K-means Clustering

Example

For our data analysis below, we will use the Seeds Data from UCI Machine Learning Respository. There are 210 instances of dimension 7 along with a categorical label (1, 2, or 3) indicating three different varieties of wheat (Kama, Rosa or Canadian). The seven continuous variables are geometric parameters of wheat kernels including area, perimeter, compactness, length of kernel, width of kernel, asymmetry coefficient and length of kernel groove. We are going to perform K-means Clustering and assign cluster labels to all instances. Performance is measured by comparing cluster labels with true labels. The following tutorial demonstrates the method using three languages: R, Python and Stata.

R

Load Data

library(dplyr)
library(tidyr)
data_seeds = data.frame(read.table('http://archive.ics.uci.edu/ml/machine-learning-databases/00236/seeds_dataset.txt'))
names(data_seeds) = c('area','perimeter','compactness','length','width','coefficient','groove','types')

Assignment Step

First, we use function eudist to calculate the Euclidean distance of each points with the cluster centers.
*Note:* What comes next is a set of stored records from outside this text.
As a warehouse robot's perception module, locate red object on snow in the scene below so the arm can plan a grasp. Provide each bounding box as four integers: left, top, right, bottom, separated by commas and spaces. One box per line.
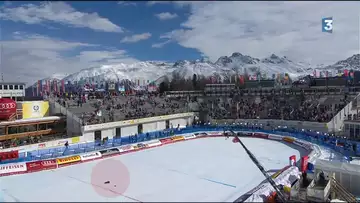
233, 137, 240, 143
0, 98, 16, 120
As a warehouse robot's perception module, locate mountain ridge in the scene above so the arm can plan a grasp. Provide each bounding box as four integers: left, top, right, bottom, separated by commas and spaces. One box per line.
34, 52, 360, 84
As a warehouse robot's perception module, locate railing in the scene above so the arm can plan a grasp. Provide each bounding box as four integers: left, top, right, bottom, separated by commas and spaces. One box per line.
331, 177, 358, 202
1, 125, 360, 164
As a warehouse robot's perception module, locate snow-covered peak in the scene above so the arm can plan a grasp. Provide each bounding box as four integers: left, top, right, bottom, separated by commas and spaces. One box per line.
324, 54, 360, 70
35, 52, 360, 87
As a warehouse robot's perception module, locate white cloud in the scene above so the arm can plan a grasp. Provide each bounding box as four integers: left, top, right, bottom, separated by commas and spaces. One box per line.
118, 1, 136, 6
121, 32, 151, 43
147, 1, 195, 8
0, 32, 137, 84
155, 12, 178, 20
0, 2, 123, 32
161, 1, 360, 63
151, 40, 171, 48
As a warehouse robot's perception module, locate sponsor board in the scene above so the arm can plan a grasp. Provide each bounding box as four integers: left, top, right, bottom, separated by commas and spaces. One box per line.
134, 143, 147, 149
252, 133, 268, 139
71, 137, 80, 144
38, 143, 46, 148
207, 132, 224, 136
26, 159, 57, 172
283, 137, 295, 143
171, 136, 185, 141
194, 132, 208, 137
57, 140, 67, 146
80, 152, 101, 161
293, 140, 310, 150
118, 145, 134, 152
0, 163, 27, 175
160, 138, 173, 144
56, 155, 81, 165
144, 140, 161, 147
184, 135, 196, 140
268, 134, 283, 141
99, 148, 120, 156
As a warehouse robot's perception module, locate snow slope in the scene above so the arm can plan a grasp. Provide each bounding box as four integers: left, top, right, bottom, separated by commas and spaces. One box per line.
0, 138, 300, 202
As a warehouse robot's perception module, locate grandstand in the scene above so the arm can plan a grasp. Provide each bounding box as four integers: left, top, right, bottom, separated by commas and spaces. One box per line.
0, 77, 360, 202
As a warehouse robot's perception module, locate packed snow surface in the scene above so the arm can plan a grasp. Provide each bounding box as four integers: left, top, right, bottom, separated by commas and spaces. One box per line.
0, 138, 300, 202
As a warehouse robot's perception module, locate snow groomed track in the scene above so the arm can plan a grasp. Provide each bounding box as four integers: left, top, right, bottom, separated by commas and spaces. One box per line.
2, 132, 320, 201
0, 132, 340, 201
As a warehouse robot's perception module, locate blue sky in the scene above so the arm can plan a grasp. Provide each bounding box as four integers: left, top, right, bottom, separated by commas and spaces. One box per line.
0, 1, 360, 82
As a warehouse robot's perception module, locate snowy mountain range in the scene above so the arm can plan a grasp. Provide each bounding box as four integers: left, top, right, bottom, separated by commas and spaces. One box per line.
37, 52, 360, 85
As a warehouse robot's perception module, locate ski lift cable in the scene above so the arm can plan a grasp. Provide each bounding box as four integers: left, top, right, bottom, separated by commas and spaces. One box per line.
231, 131, 286, 202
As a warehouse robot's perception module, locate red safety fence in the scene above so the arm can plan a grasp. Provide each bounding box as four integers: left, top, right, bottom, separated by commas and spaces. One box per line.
26, 159, 57, 172
0, 150, 19, 161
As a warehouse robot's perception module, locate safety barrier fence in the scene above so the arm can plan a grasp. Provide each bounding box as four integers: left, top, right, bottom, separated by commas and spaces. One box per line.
0, 134, 217, 176
0, 128, 318, 203
1, 125, 360, 164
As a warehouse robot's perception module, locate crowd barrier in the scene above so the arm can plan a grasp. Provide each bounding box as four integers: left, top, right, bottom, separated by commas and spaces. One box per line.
0, 127, 344, 202
0, 134, 211, 176
0, 125, 360, 164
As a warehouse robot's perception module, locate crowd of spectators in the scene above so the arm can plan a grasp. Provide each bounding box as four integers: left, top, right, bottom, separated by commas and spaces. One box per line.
201, 95, 350, 122
58, 93, 188, 125
54, 88, 351, 125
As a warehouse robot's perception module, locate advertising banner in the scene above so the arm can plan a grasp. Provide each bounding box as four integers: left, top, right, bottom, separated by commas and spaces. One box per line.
0, 150, 19, 161
144, 140, 161, 147
80, 152, 102, 161
133, 143, 147, 149
56, 155, 81, 165
293, 140, 311, 150
99, 148, 120, 156
22, 101, 49, 119
184, 135, 196, 140
252, 133, 268, 139
289, 155, 296, 166
160, 138, 173, 144
301, 156, 309, 172
71, 137, 80, 144
0, 163, 27, 175
268, 135, 283, 141
283, 137, 295, 143
171, 136, 185, 141
26, 159, 57, 172
118, 145, 134, 152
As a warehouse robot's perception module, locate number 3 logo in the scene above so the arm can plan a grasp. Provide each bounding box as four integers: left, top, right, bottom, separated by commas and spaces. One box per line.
324, 20, 332, 31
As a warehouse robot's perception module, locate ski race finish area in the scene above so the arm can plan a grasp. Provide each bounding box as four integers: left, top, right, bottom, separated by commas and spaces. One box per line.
1, 135, 305, 202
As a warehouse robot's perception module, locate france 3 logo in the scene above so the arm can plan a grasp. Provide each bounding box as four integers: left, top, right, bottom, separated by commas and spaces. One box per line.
321, 17, 333, 33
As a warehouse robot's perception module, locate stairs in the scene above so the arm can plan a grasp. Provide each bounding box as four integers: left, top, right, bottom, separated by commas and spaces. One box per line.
331, 177, 359, 202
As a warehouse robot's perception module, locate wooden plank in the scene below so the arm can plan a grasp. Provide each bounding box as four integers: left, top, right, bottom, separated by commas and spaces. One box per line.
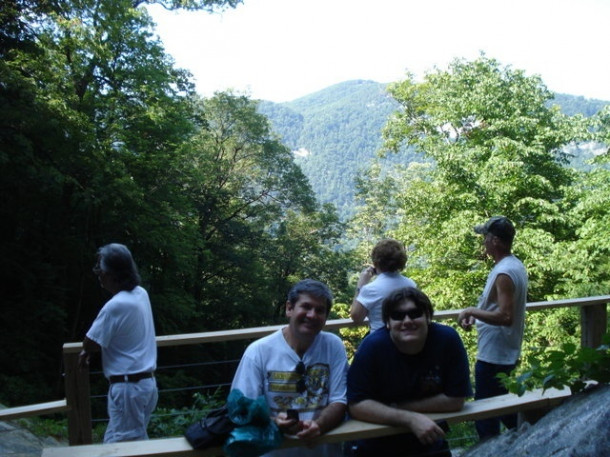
63, 295, 610, 353
64, 352, 93, 445
0, 398, 68, 421
42, 389, 570, 457
580, 303, 608, 348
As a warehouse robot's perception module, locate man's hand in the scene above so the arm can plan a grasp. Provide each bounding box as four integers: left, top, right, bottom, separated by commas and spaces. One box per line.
275, 413, 303, 435
458, 307, 476, 331
409, 412, 445, 445
297, 420, 322, 440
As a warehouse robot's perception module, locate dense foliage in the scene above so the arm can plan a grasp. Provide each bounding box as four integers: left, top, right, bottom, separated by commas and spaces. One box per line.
0, 0, 347, 405
0, 0, 610, 428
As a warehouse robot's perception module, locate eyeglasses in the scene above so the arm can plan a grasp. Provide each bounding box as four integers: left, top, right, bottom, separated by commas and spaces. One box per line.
390, 308, 424, 321
294, 360, 307, 394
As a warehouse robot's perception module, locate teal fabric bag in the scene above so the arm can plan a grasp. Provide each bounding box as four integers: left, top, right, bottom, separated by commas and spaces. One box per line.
223, 389, 283, 457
eudist = function(x1, x2){
  l = sqrt(sum((x1[1:7]-x2[1:7])^2))
  return(l)}

Second, function clus assign each point to a group through finding the minimum distance with the cluster centers.

clus = function(x, p){
  index = apply(p, 1, eudist, x)
  group = which.min(unname(index))
  return(group)
}

Iterative Step

Through calculating the mean of original groups, we can renew the cluster centers and then asign the points to new groups by function newgroup. Repeat this step until the result converging and we will get the final groups. As the number of iteration goes to 6, the cluster centers don’t change anymore which means convergence so we stop the iteration.

pmat = data_seeds[1:3,]
newgroup = function(data_seeds, pmat){
  group_ind = apply(data_seeds, 1, clus, pmat)
  data_new = cbind(data_seeds, group_ind)
  p1 = data_new %>% filter(group_ind == 1) %>% dplyr::select(c(area,perimeter,compactness,length,width,coefficient,groove)) %>% apply(2,mean)
  p2 = data_new %>% filter(group_ind == 2) %>% dplyr::select(c(area,perimeter,compactness,length,width,coefficient,groove)) %>% apply(2,mean)
  p3 = data_new %>% filter(group_ind == 3) %>% dplyr::select(c(area,perimeter,compactness,length,width,coefficient,groove)) %>% apply(2,mean)
  pmat = rbind(p1,p2,p3)
  pmat = rbind(p1,p2,p3)
  return(pmat)
}
pmatnew = list()
for (i in 1:6){
  if (i == 1) {pmatnew[[i]] = newgroup(data_seeds, pmat)}
  else pmatnew[[i]] = newgroup(data_seeds, pmatnew[[i-1]])
}
group = apply(data_seeds, 1, clus, pmatnew[[6]])
seed_new = cbind(data_seeds, group) 
seeds = seed_new %>% group_by(types, group) %>% summarize(count=n()) %>% spread(types, count, fill=0)
knitr::kable(seeds, caption='Types Fitted')

Types Fitted
group	1	2	3
1	1	60	0
2	57	10	0
3	12	0	70

Prediction accuracy: 90%

Comparison

There is a function kmeans built in R. We can compare the result with our previous result.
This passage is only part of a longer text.